The authors declare no competing interests.

Figures

**Fig. 1. ATG9A KO increases the number and size of LDs in HeLa cells.**
a Schematic representation of human ATG9A showing the four transmembrane helices, two helices that partially penetrate the membrane, and the cytosolic N- and C-terminal domains^,. Numbers indicate the position of amino-acid residues relevant to this study. b SDS-PAGE and immunoblot (IB) analysis of WT and KO HeLa cells using antibodies to the proteins indicated on the right of each panel. Actin IB was used as a loading control. The positions of molecular mass (Mr) markers (in kDa) are indicated on the left of each panel.
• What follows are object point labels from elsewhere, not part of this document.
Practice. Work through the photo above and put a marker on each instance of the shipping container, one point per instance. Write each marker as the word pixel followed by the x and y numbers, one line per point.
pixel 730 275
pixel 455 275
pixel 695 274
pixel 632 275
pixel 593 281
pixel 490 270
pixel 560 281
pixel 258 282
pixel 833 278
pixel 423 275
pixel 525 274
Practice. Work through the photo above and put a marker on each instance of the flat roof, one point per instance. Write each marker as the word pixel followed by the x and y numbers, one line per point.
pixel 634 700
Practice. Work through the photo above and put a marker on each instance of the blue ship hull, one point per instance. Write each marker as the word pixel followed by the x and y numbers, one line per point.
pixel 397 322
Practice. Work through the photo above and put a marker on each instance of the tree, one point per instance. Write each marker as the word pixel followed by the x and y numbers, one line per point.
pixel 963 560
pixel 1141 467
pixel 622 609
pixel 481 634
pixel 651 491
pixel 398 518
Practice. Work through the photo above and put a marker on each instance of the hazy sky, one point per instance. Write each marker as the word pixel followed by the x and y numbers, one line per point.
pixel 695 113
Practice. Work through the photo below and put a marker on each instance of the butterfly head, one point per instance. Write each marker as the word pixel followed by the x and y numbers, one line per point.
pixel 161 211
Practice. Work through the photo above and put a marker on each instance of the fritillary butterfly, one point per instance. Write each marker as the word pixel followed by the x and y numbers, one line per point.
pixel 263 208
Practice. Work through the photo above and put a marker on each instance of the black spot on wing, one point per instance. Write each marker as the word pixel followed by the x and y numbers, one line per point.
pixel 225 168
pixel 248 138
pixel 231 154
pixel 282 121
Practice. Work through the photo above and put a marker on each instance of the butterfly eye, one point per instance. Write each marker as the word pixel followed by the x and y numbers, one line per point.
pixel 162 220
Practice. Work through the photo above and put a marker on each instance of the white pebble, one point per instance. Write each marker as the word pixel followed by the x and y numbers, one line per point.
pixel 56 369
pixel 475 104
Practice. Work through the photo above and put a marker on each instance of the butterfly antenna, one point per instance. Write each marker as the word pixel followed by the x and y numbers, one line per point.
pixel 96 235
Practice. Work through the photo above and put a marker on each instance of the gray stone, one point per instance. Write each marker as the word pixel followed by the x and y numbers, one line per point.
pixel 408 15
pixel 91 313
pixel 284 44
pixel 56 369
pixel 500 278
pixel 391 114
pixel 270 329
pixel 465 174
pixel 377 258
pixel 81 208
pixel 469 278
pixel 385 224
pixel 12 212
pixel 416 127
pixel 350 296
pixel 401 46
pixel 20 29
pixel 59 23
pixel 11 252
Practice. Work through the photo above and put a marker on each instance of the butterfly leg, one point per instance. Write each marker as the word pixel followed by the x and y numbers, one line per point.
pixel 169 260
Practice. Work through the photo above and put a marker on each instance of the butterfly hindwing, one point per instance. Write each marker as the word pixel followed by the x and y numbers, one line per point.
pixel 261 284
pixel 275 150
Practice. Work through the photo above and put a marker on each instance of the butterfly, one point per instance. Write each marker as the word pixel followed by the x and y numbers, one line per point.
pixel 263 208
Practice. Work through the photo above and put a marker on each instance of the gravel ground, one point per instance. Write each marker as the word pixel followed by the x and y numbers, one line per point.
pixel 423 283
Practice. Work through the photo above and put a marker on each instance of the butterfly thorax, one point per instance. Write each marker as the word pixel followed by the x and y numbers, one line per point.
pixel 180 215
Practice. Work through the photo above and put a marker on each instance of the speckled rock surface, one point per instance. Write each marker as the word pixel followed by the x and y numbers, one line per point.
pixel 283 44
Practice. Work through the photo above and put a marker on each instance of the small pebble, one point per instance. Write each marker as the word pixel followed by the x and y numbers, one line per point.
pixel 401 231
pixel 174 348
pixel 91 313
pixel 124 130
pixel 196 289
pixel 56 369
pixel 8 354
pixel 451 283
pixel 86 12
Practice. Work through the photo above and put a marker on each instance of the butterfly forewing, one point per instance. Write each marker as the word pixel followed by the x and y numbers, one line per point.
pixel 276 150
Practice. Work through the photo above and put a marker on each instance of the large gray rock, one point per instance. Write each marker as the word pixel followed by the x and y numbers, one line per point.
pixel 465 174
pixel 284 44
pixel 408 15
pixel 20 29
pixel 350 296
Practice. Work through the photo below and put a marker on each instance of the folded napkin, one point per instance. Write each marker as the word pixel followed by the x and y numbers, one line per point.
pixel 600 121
Results are representative from three independent experiments. c Confocal fluorescence microscopy of WT and KO cells that were fixed, permeabilized and stained for LDs with BODIPY 493 (green) or antibody to PLIN3 (red) (both shown in grayscale). Nuclei were stained with DAPI (blue). Scale bars: 10 μm. Insets show enlarged views of the boxed areas. Scale bars: 1 μm. Results are representative from three independent experiments. d, e The number per cell (d) and size (e) of LDs were quantified in 20 cells in each of three independent experiments using the ‘Analyze particles’ function of Image J. Bar graphs represent the mean ± SD fold-change of these values for BODIPY 493 (black bars) and PLIN3 (gray bars) in KO relative to WT cells. Statistical significance was determined using one-way ANOVA with Tukey post-hoc test (ns [not significant] p > 0.05, *p < 0.05, **p < 0.01, ***p < 0.001).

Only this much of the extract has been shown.